= Richard Kilburn =

South African malacologist

Richard Neil "Dick" Kilburn (Port Elizabeth, 7 January 1942– 26 July 2013) was a South African malacologist.

He attended the University of Natal, Pietermaritzburg, majoring in zoology and botany and graduated in 1967. After a brief spell as a teacher, he started his career at a malacological position at the East London Museum. Already 18 months later he became the malacologist at the Natal Museum, where he would spend the rest of his career. Under his stewardship the Mollusca collection of this museum was to become by far the largest such collection in Africa. He increased the catalogued lot from 9000 specimens to nearly 150,000. He expanded considerably the book collection of the museum on key literature to establish a molluscan research centre, essential for research in these pre-computer days. He started an active programme of field research on Mollusca. In later life he specialized in the description and research of species in the family Turridae, continuing during his retirement.

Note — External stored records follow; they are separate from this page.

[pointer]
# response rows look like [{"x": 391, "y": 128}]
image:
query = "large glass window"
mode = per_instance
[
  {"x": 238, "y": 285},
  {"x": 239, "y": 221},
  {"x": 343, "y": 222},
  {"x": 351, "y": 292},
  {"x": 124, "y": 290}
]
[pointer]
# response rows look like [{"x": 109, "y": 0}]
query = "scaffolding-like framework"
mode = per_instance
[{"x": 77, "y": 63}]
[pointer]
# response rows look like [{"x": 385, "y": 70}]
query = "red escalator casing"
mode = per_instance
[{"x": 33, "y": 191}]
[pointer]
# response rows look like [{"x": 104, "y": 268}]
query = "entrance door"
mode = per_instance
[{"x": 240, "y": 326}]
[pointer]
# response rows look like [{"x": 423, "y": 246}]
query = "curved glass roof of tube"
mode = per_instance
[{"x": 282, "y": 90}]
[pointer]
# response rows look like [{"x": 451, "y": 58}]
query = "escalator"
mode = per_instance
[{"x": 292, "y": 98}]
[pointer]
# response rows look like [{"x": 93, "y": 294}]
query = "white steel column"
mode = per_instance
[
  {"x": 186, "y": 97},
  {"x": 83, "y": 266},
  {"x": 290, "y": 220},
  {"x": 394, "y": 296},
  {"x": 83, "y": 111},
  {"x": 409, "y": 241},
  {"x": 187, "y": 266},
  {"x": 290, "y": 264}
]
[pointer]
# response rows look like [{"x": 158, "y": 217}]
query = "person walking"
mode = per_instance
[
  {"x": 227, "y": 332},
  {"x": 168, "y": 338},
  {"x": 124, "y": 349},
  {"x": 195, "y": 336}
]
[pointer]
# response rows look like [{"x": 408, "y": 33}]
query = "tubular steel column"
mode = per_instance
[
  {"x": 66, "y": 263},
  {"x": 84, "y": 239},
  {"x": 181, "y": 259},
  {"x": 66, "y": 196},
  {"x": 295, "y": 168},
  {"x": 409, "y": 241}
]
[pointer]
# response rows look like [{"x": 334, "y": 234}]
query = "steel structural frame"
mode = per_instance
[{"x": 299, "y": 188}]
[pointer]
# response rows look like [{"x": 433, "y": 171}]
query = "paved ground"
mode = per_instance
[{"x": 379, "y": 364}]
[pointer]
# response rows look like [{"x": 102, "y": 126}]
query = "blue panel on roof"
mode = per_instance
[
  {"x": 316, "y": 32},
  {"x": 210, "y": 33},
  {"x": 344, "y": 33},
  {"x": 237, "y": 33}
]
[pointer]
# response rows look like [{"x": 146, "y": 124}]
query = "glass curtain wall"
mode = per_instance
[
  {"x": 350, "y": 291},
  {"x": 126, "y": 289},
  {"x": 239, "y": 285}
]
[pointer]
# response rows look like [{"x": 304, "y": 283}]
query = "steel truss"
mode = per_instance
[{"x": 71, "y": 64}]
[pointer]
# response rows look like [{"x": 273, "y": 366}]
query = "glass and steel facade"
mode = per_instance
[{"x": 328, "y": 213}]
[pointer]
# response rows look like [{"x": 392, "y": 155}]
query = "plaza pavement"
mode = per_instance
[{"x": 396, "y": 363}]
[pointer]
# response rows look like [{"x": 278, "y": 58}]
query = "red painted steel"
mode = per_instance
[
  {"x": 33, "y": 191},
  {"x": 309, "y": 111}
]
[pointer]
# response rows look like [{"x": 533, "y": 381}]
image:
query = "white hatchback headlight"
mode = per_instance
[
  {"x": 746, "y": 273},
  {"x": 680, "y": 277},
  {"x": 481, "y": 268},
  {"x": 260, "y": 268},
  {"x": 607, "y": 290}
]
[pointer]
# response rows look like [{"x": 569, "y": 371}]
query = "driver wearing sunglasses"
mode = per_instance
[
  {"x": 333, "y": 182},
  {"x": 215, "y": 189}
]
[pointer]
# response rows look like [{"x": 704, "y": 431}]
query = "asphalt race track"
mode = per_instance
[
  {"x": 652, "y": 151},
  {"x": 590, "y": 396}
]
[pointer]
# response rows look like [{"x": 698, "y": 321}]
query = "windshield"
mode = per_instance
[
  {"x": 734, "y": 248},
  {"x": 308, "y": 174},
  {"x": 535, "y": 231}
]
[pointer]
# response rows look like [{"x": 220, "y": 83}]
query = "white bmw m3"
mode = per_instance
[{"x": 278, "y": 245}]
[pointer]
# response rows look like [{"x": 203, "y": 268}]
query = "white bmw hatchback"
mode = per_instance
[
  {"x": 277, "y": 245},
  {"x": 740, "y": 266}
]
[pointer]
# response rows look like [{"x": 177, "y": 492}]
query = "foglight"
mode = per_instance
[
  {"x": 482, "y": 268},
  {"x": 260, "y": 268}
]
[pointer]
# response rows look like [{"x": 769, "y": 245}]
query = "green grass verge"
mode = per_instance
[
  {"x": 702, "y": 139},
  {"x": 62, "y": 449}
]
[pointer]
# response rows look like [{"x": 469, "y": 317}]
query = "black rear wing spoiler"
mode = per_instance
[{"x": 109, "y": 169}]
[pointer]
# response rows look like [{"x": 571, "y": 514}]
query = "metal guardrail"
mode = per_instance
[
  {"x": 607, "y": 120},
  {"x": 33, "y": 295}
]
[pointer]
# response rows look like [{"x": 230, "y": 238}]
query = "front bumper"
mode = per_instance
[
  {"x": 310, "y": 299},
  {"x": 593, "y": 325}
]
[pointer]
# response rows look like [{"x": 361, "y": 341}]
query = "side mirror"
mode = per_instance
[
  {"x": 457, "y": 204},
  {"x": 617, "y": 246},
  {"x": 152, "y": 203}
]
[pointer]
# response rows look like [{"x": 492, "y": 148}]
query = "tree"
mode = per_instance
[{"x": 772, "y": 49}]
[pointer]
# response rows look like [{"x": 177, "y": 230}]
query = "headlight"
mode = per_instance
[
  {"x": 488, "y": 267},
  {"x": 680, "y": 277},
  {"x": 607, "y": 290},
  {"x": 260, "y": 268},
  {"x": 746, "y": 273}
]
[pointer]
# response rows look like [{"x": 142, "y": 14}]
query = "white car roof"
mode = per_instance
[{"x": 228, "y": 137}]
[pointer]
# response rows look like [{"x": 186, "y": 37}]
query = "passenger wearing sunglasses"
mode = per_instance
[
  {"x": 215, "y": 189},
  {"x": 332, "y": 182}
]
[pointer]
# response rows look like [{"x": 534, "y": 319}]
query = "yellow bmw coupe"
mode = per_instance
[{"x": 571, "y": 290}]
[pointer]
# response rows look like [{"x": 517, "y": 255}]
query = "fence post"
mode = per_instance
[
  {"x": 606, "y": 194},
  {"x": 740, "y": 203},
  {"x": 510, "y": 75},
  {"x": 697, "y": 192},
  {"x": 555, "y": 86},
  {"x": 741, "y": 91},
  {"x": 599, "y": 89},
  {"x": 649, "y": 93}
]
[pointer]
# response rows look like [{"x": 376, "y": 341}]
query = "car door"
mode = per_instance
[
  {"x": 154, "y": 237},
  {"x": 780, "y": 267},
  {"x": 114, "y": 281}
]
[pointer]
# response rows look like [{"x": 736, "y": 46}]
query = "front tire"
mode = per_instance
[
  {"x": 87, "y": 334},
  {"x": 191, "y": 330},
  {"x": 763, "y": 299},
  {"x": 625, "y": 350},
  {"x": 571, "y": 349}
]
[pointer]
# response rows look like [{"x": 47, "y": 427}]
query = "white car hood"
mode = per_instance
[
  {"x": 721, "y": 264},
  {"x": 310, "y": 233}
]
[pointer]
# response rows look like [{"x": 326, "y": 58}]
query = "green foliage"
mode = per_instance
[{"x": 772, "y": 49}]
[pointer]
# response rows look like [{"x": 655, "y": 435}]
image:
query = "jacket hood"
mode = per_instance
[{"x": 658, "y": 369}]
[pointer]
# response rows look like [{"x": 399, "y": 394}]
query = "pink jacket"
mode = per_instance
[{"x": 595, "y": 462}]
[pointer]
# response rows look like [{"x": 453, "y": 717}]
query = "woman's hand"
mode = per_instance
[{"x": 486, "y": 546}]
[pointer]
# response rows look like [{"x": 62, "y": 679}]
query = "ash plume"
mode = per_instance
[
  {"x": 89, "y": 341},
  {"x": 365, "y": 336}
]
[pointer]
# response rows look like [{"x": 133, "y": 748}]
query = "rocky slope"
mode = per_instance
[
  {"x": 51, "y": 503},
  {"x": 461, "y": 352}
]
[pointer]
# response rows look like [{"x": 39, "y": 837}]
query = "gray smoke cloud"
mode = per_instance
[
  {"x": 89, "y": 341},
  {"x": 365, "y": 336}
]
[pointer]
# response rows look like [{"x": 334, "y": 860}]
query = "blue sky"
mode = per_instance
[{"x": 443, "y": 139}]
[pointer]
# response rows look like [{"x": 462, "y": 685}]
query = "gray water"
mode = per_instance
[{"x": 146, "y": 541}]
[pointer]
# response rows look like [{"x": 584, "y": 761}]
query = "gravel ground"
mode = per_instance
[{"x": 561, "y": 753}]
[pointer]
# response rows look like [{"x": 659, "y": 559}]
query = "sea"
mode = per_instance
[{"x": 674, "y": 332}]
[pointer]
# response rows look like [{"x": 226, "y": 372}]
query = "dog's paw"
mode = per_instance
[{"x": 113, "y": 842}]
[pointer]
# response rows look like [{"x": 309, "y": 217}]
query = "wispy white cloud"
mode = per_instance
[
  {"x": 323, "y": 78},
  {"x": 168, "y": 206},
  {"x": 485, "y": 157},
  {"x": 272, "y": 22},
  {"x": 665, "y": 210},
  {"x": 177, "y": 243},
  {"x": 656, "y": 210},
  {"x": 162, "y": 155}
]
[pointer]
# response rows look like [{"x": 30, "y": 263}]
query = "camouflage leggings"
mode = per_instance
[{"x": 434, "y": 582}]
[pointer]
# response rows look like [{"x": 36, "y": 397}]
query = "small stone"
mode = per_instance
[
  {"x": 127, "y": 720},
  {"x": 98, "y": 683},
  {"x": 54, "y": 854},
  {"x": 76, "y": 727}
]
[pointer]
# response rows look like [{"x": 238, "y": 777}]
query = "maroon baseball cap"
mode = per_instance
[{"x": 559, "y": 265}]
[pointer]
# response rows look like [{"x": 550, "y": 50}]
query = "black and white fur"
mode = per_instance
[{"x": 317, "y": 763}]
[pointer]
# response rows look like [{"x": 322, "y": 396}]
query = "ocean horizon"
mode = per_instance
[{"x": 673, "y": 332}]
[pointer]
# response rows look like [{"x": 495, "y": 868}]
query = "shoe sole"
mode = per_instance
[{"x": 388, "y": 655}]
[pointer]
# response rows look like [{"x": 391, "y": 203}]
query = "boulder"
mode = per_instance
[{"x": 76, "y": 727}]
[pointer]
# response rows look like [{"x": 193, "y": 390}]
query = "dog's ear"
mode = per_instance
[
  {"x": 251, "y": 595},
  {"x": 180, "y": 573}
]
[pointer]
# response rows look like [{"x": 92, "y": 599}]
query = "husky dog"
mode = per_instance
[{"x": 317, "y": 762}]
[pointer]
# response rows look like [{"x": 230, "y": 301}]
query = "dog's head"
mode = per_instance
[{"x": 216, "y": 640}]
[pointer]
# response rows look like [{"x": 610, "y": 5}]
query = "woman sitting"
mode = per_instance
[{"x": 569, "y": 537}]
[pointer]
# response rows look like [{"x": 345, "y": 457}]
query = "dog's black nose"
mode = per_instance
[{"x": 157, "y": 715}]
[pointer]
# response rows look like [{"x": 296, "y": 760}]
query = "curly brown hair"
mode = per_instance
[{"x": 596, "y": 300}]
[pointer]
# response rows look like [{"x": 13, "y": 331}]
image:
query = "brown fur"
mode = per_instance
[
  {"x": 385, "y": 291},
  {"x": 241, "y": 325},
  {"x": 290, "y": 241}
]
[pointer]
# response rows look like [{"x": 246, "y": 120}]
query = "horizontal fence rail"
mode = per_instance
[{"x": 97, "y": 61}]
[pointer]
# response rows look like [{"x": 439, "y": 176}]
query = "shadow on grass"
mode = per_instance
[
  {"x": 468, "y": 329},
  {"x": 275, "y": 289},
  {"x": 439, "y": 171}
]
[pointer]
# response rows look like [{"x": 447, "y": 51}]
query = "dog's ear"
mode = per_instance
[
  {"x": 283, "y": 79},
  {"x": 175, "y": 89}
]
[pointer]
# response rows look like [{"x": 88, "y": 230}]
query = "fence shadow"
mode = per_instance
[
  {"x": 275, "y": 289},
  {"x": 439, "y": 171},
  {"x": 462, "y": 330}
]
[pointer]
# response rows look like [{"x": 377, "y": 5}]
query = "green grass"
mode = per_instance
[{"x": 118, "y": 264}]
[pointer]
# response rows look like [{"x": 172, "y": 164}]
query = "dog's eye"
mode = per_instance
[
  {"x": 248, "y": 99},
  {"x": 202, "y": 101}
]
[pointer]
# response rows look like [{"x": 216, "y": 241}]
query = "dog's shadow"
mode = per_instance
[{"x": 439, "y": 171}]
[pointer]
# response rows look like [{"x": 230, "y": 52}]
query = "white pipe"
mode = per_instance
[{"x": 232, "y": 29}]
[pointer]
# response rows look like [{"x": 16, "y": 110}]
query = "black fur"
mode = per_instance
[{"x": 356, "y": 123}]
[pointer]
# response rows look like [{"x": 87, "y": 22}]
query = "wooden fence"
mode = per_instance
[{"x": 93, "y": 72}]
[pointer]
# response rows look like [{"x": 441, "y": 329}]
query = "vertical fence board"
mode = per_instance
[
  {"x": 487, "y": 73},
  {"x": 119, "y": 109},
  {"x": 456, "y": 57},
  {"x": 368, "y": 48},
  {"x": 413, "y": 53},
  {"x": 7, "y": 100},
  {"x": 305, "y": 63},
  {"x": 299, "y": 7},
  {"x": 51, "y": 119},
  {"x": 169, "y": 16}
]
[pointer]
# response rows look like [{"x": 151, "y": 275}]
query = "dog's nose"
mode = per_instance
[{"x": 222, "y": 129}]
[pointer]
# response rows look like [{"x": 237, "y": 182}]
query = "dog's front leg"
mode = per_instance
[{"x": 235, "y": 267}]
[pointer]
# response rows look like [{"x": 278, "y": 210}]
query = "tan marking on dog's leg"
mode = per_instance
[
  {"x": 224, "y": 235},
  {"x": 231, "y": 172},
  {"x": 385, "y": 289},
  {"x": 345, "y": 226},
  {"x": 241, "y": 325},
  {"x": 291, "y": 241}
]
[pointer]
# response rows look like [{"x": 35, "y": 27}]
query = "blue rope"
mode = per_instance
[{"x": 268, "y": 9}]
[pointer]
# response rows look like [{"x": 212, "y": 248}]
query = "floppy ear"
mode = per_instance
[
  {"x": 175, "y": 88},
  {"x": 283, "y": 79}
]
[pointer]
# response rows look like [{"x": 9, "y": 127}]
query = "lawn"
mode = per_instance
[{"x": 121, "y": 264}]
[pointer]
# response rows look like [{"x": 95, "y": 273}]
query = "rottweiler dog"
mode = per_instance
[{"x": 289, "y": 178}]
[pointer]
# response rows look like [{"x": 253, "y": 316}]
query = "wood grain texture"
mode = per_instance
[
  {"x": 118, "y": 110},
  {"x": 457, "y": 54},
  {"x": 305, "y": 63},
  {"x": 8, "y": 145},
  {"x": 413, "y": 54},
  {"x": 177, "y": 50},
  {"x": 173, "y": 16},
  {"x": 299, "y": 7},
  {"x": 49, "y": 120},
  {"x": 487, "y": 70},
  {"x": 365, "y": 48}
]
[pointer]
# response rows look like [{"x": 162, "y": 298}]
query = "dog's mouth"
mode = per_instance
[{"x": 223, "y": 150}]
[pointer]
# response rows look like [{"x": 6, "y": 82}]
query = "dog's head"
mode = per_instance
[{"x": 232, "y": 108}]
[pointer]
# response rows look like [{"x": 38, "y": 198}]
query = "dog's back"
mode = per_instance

He is the author or co-author of 363 new species and subspecies names and of 27 new genera and subgenera. Most of these concerned taxa from South Africa or Mozambique. Many of these new species were obtained, in collaboration with D.G. Herbert, during the Natal Museum Dredging Programme (1981–1993). His publications on South African marine Mollusca are numerous in peer-reviewed journal articles (102 publications), 2 books and 11 book chapters authored or co-authored by him. The publication of Seashells of Southern Africa, published in 1982, was a landmark in his career.

The World Register of Marine Species lists 416 taxa of marine species named by Kilburn.

Fifty-one marine species were named after him in recognition of his work, including species of hermit-crab, holothurians and fish.